Friedman joined the New York Times in 1981 and was appointed Beirut bureau chief in 1982. In 1984 he was transferred from Beirut to Jerusalem, where he served as The Times' Israel bureau chief until 1988. After being awarded a Guggenheim Foundation Fellowship to write a book about his reflections on the Middle East, he published From Beirut to Jerusalem. It was on the New York Times Best Sellers list for nearly 12 months and won the 1989 National Book Award for non-fiction and the 1989 Overseas Press Club Award for the Best Book on Foreign Policy. From Beirut to Jerusalem has been published in ten different languages, and is now used as a basic textbook on the Middle East in many high schools and universities. For his coverage of the Middle East, Mr. Friedman was awarded the 1983 Pulitzer Prize for International Reporting (from Lebanon) and the 1988 Pulitzer Prize for International Reporting (from Israel).
In January 1989 Friedman became The Times' Chief Diplomatic Correspondent. For the next four years he traveled some 500,000 miles covering Secretary of State James A. Baker III and the end of the cold war. In November 1992 Friedman was appointed Chief White House correspondent. He covered the transition and first year of the Clinton Administration.

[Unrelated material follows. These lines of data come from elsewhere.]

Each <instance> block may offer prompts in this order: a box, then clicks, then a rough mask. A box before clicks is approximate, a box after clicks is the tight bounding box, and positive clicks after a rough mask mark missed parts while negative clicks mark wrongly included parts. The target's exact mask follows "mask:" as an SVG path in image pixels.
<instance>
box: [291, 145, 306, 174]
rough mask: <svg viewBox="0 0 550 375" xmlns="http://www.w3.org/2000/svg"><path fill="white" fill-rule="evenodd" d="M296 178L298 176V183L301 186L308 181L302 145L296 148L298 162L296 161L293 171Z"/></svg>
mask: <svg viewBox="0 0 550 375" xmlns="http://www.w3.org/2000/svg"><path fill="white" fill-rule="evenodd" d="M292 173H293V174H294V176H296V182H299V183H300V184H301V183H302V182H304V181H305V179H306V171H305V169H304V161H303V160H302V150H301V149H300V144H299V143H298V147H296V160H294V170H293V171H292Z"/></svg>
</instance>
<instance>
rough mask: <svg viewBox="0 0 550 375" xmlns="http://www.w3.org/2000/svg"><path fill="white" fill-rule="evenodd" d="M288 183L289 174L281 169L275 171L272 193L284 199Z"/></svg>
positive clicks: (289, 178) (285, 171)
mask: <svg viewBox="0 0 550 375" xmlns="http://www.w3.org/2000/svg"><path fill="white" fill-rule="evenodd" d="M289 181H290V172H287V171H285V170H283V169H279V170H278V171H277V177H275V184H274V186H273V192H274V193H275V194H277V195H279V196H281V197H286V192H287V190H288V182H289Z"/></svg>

In January 1994 Friedman shifted again, this time to economics, and became The Times' International Economic Correspondent. And in 1995 he became the Foreign Affairs Columnist. In April 1999 he published another major book, The Lexus and The Olive Tree: Understanding Globalization, which won the 2000 Overseas Press Club award for best nonfiction book on foreign policy. It has been published in 20 languages.
Friedman's book, Longitudes and Attitudes: The World in the Age of Terrorism, is a collection of his Pulitzer Prize-winning, post-9/11 columns from the New York Times, plus a selection from his personal diaries. In 2002, he was awarded The Pulitzer Prize for Distinguished Commentary, his third Pulitzer, for his work as The New York Times Foreign Affairs Columnist.
In 2003, Friedman produced two documentaries, "The Other Side of Outsourcing" (on the growing trends of outsourcing American jobs to India) and "Straddling the Fence" (on the impact of the wall separating Palestinians and Israelis) which aired on the Discovery Channel.
Born in Minneapolis on July 20, 1953, Friedman received a B.A. degree in Mediterranean studies from Brandeis University in 1975. In 1978 he received a Masters degree in Modern Middle East studies from Oxford. Friedman is married and has two daughters. He is a member of the Board of Trustees of Brandeis University and a member of the Advisory Board of the Marshall Scholarship Commission. He has been awarded honorary degrees from Brandeis, Macalester, Haverford, and Hebrew Union College.
NOTE: Bio is as it appeared in the Forum program from April 5, 2006.